Der Durchbruch war gelungen! Hätten die Russen genügend Kräfte zur Stelle gehabt, nichts hätte ihren Vormarsch aufgehalten. Aber sie selbst waren von ihrem Erfolg völlig überrascht und zogen jetzt erst schleunigst Reserven zur Fortsetzung ihrer Offensive herbei. Inzwischen konnten auch die Mittelmächte Truppen von anderen Frontstellen an den gefährdeten Punkt werfen und wenigstens das Durchbruchsloch schließen, das für die weitere Kriegführung verhängnisvoll werden konnte, wenn es dem Russen gelang, das galizische Erdölgebiet zu besetzen. Auch ein Einbruch der Russen in die Bukowina war nicht ungefährlich. Einerseits bekamen dadurch die Rumänen in ihrer Hinneigung zur Entente wieder Oberwasser, anderseits mußte eine erneute Bedrohung Ungarns durch die Russen von unabsehbaren Folgen sein. - Mitten zwischen den Durchbruchsstellen der k. u. k. Front stand die deutsche Südarmee fest; sie wies die russischen Angriffe vor ihrer Front ab; aber ihre Flanken waren bei etwaigem Ausweichen ihrer unmittelbaren Nachbarn (rechts k. u. k. 2., links k. u. k. 7. Armee) gefährdet.

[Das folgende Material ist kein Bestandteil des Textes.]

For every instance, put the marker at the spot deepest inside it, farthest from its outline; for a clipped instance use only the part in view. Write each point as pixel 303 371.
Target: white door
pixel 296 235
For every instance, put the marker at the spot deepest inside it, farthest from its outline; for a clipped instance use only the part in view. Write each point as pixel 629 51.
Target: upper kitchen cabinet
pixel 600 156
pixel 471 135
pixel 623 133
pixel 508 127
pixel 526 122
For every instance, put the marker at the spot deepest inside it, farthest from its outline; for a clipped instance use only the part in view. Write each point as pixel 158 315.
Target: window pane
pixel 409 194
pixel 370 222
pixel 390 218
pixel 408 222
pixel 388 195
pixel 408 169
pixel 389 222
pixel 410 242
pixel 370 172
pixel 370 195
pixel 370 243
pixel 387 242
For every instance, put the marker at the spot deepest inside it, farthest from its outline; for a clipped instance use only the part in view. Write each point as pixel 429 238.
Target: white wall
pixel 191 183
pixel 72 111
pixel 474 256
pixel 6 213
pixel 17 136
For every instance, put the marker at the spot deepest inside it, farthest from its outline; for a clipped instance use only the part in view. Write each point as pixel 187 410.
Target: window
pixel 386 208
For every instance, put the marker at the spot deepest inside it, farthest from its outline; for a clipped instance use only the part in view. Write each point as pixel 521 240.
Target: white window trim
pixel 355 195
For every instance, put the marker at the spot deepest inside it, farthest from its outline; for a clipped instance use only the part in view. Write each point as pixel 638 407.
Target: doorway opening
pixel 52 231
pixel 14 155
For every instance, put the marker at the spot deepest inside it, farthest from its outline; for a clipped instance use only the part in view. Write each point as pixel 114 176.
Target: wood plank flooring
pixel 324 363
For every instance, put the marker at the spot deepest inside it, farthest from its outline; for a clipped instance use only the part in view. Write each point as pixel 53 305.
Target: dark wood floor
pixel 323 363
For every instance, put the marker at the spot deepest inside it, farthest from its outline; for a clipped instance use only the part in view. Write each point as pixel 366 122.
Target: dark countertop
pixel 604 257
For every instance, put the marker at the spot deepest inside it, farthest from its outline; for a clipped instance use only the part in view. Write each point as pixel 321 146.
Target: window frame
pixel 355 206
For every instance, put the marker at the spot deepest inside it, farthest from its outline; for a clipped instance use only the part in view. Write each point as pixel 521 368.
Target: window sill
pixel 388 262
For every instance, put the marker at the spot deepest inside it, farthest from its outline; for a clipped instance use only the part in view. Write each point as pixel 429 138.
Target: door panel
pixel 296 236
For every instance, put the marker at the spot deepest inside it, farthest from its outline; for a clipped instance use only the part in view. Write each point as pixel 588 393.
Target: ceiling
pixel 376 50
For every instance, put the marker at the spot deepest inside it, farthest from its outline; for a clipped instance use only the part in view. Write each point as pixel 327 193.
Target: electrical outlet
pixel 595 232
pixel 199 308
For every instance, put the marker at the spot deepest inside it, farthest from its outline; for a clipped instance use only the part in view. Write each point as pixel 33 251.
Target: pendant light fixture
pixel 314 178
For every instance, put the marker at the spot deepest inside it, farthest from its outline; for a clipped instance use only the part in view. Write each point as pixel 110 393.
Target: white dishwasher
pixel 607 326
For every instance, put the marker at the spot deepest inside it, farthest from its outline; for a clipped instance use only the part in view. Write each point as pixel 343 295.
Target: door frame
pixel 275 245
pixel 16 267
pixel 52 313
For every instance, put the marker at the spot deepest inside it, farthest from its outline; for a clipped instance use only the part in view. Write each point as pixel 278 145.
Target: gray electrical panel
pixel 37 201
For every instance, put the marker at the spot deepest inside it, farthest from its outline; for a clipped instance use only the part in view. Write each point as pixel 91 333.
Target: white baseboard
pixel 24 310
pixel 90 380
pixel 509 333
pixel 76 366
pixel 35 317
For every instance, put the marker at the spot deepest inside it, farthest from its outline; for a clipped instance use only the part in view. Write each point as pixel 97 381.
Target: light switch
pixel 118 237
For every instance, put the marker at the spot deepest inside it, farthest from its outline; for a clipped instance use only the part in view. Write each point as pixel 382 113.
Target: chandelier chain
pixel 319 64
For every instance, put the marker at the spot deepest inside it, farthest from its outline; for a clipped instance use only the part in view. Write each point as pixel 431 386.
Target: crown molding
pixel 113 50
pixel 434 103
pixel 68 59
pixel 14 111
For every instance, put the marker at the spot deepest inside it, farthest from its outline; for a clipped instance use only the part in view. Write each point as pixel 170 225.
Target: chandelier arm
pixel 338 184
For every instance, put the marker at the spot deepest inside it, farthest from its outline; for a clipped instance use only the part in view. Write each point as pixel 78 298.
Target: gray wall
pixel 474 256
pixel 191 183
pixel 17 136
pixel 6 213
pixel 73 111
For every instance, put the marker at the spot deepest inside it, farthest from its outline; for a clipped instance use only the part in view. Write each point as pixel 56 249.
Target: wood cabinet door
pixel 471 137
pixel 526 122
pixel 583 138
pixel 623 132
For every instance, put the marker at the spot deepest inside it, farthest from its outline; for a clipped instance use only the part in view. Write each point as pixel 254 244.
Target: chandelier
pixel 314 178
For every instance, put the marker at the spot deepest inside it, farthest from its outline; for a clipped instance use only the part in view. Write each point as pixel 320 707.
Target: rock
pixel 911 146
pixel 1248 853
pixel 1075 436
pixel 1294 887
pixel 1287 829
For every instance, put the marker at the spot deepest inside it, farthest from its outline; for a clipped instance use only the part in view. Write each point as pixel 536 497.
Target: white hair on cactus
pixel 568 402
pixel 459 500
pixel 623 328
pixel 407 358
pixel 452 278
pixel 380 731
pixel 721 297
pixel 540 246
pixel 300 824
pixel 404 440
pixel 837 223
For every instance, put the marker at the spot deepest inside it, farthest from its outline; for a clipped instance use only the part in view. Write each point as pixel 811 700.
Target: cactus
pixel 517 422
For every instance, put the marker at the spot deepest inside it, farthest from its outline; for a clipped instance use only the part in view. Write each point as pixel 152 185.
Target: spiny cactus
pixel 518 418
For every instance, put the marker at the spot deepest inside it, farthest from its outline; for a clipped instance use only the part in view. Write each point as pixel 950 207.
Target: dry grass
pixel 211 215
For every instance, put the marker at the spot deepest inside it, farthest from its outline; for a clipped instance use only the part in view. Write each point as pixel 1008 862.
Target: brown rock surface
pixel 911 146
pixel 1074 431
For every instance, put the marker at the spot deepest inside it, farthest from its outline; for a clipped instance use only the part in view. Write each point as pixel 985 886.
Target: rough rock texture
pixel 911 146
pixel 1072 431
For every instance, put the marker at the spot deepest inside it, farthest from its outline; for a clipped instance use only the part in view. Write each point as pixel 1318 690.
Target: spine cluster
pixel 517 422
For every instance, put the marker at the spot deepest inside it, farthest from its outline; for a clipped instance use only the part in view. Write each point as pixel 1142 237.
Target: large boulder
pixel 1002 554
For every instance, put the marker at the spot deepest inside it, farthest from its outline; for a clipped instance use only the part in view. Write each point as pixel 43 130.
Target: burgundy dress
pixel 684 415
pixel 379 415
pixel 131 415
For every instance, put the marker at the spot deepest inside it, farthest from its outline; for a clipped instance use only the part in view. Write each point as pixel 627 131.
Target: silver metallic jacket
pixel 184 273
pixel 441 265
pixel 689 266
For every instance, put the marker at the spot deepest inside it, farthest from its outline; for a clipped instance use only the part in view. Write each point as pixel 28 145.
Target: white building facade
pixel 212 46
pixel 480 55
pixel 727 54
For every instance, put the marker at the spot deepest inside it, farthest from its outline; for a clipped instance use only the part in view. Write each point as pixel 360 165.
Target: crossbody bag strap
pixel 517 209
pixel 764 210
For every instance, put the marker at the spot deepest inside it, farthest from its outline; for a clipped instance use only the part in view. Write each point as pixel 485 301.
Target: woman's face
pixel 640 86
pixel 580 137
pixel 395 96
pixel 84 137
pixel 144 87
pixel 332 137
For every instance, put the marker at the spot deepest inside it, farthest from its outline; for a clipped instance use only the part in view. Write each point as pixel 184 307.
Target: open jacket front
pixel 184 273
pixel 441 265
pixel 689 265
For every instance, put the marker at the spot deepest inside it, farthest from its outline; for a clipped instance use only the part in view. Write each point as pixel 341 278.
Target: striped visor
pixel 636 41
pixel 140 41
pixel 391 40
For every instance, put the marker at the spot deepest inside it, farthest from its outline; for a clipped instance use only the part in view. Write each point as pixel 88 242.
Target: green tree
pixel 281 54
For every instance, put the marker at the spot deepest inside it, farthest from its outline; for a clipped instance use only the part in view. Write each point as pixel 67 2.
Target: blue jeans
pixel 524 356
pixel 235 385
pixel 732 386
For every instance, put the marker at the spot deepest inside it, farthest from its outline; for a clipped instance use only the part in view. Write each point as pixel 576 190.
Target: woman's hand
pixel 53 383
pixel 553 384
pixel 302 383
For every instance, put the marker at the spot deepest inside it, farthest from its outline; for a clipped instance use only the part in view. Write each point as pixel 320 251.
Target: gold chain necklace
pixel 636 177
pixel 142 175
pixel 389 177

Die Lage war also für die Mittelmächte höchst kritisch. Die österreichisch-ungarische Offensive in Tirol mußte abgebrochen werden, um Kräfte von dort nach dem Osten zu schieben. Die Deutschen waren bei Verdun stark in Anspruch genommen; die Kämpfe um das Fort Vaux und die Fortsetzung der Offensive in Richtung Thiaumont-Ferme sowie die Kämpfe am "Toten Mann" erforderten dauernd neue oder mindestens ausgeruhte Truppen. Ein größerer Gegenschlag im Osten, den das k. u. k. Armee-Oberkommando dringend empfahl, war also zur Zeit unmöglich, um so mehr als auch die Verhältnisse vor der Front der Heeresgruppe Prinz Leopold und Hindenburg keineswegs geklärt waren.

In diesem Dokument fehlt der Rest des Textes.